Da molti anni reputo fondamentale l’importanza di inserire i documentari e la video arte nei concorsi cinematografici, la video arte tuttavia non è video installazione e la ricerca artistica non può significare scadimento delle interpretazioni, povertà e confusione di sceneggiatura, sciatteria realizzativa, dalla fotografia al montaggio.

Eppure questo Festival, il glorioso 70°, è stato un trionfo, un vero successo e un vincitore assoluto c’è, si chiama Marco Solari. Ha indubbiamente vinto lui.
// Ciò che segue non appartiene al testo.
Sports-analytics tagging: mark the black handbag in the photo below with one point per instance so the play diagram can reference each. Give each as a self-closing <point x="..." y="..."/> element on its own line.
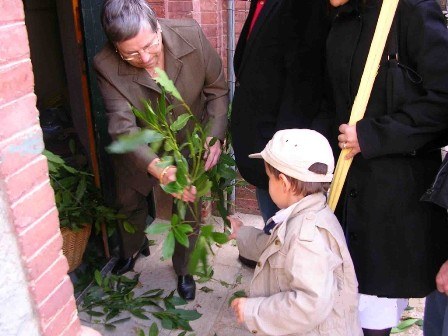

Il pubblico pagante è aumentato in tutte le sale e in Piazza Grande, le proposte collaterali non cinematografiche son state anch’esse seguite e partecipate. La qualità dei film interessa poco, interessa molto di più che i film selezionati rispondano a una strepitosa e attentissima scelta volta ad accontentare produttori e distributori un po’ di tutto l’Occidente, i quali alla vetrina locarnese tengono molto.

Il pubblico non viene a vedere dei film, viene per partecipare a un evento, sia Piazza Grande, sia in una delle tante sale così come nel nuovo e scintillante Palacinema, sa che vedrà film di cui capirà poco o niente, opere che giudicherà stravaganti, pensando che sia per via di una scelta artistica, quando in molti casi si tratta solo di povertà realizzativa, ma sarà comunque contento, perché parte dell’evento.

Il Festival ha vinto e il cinema ha perso, ma ha ragione il presidente Solari, questo tipo di sottigliezze le notano solo le persone noiose, i cinefili brontoloni.

Il Festival dopo aver perso la parola “internazionale”, ha eliminato quest’anno la parola “film”, non avevamo capito il motivo, ora sì, si voleva portare a compimento la “decinemizzazione” del Festival e la sua trasformazione in un puro evento a cui chiamare alla partecipazione. Il pubblico soddisfatto voleva dire “io c’ero” ed è accorso per confermarlo, ha pagato e si è divertito molto – a esserci – quello che ha visto non è stato d’interesse, né per il pubblico stesso, né quasi più per nessuno. Ma queste appunto, sono solo noiosissime sottigliezze.

Davide Rossi

Davide Rossi, di formazione storico, è insegnante e giornalista. A Milano dirige il Centro Studi “Anna Seghers” ed è membro della Foreign Press Association Milan.